Die Helfer von Cadus leisten nahe der Front die Erstversorgung. Wenn sie die Patienten stabilisieren können, werden sie in die Feldkrankenhäuser großer Hilfsorganisationen verlegt, die etwa 20 Kilometer entfernt sind

Euer Lazarett liegt gleich neben einer irakischen Einheit.

Ärzte ohne Grenzen, die aus Prinzip auf Distanz zu Kriegsparteien gehen, haben mehrmals versucht, ein Erstversorgungszentrum wie das unsrige direkt an der Front aufzubauen. Aber sie wurden immer wieder beschossen. Es war klar: Wir müssen näher ran ans Militär, sonst bringen wir uns zu sehr in Gefahr.

Weißt du, ob ihr IS-Kämpfer behandelt habt?

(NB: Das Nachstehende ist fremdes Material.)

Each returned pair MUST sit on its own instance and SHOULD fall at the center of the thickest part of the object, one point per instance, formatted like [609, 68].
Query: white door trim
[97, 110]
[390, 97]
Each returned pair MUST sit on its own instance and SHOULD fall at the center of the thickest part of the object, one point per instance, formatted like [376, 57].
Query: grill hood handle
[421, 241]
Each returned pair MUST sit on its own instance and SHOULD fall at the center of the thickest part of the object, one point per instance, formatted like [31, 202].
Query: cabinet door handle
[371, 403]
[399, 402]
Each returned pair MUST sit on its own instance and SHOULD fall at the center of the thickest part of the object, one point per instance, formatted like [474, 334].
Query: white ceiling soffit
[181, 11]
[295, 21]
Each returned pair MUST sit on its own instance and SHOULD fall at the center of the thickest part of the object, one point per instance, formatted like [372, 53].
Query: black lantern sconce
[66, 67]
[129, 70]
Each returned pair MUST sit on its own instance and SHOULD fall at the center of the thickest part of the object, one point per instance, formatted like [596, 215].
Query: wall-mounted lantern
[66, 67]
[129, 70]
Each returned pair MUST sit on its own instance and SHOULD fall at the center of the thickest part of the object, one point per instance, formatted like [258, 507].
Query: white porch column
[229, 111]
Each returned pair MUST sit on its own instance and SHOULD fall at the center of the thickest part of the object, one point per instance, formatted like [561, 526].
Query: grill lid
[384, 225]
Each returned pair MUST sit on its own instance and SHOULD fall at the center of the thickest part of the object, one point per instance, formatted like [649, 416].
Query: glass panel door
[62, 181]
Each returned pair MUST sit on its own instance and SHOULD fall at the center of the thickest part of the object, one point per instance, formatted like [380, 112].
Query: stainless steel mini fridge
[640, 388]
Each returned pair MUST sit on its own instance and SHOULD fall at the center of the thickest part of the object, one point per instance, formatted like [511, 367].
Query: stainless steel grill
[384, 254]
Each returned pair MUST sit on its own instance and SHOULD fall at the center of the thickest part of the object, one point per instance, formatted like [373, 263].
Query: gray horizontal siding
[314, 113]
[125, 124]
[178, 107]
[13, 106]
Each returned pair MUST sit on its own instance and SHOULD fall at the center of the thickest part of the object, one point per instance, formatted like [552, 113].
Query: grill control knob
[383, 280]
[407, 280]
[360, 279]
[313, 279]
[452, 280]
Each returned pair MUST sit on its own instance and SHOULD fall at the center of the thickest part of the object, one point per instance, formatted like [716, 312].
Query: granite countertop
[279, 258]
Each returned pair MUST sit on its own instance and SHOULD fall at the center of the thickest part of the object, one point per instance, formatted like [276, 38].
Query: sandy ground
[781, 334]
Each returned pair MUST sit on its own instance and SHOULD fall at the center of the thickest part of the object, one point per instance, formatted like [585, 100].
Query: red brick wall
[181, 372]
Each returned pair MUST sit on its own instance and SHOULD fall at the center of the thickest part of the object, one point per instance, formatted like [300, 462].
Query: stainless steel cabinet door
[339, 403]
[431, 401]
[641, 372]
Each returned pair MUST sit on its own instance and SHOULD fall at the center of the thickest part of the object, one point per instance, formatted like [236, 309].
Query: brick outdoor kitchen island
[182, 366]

Natürlich sagt niemand, dass er beim IS war. Aber wenn jemand komplizierte Knochenbrüche hat, die mit einem externen Gestell fixiert sind, wenn also jemand in Mossul eine aufwendige ärztliche Versorgung bekommen hat, war er mit großer Wahrscheinlichkeit Kämpfer. Das sagen die irakischen Soldaten. Ein Beweis ist es natürlich nicht.

Prüfen die Iraker, ob die Verletzten, die sie zu euch bringen, IS-Kämpfer sind?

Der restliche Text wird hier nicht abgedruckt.